Zobacz: nowa koszulka Bayernu na sezon 2018/19
29-latek zainteresowanie budzi również u takich topowych zespołów jak między innymi Chelsea, Manchester City, Manchester United oraz Paris Saint-Germain. W jednym wywiadów dla niemieckiego Bild'a stwierdził – Jeśli nie uda się z Realem, spróbuje dogadać się z PSG, Chelsea lub Manchesterem United.
Niemcy twierdzą, że szanse Roberta na transfer do Realu Madryt zmalały, natomiast nie zmalała determinacja w sprawie zmiany klubu. Prezes rady nadzorczej mistrza Niemiec, Karl-Heinz Rummenigge, jeszcze niedawno zapewnił, że Robert Lewandowski latem nie odejdzie z ich klubu.

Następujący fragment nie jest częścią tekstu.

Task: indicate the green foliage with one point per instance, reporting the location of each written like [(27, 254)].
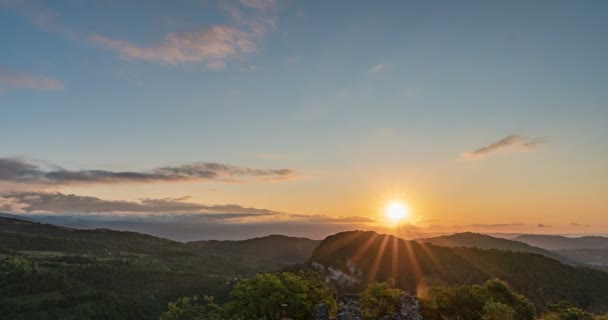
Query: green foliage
[(497, 311), (414, 265), (380, 299), (190, 308), (493, 301), (273, 296), (566, 311)]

Na sto procent pozostanie z nami. Mogę się o to założyć – powiedział szef Bayernu w wywiadzie dla Bild'a
Również oliwy do ognia dolał były niemiecki trener i piłkarz, Lothar Matthaus:
Jestem pewien, że szefowie Bayernu pokażą siłę i wyślą sygnał. Nadszedł czas, by piłkarze i agenci ponownie nauczyli się tego, że kontrakty są wiążące i trzeba je wypełniać. Dlatego nie puszczą Lewandowskiego. Bayern nie pozwoli wejść sobie na głowę, tak jak to zrobili dortmundczycy z Dembele czy Aubameyangiem. Jeśli uległby Lewandowskiemu, to wkrótce przyszliby Boateng czy Alaba i poprosili o zgodę na odejście. Natomiast jeśli Hoeness i Rummenigge będą konsekwentni, to raz na zawsze zapanuje spokój. Nie można zapominać o tym, że z powodu kontraktu do 2021 roku decyzja pozostaje tylko i wyłącznie w rękach klubu.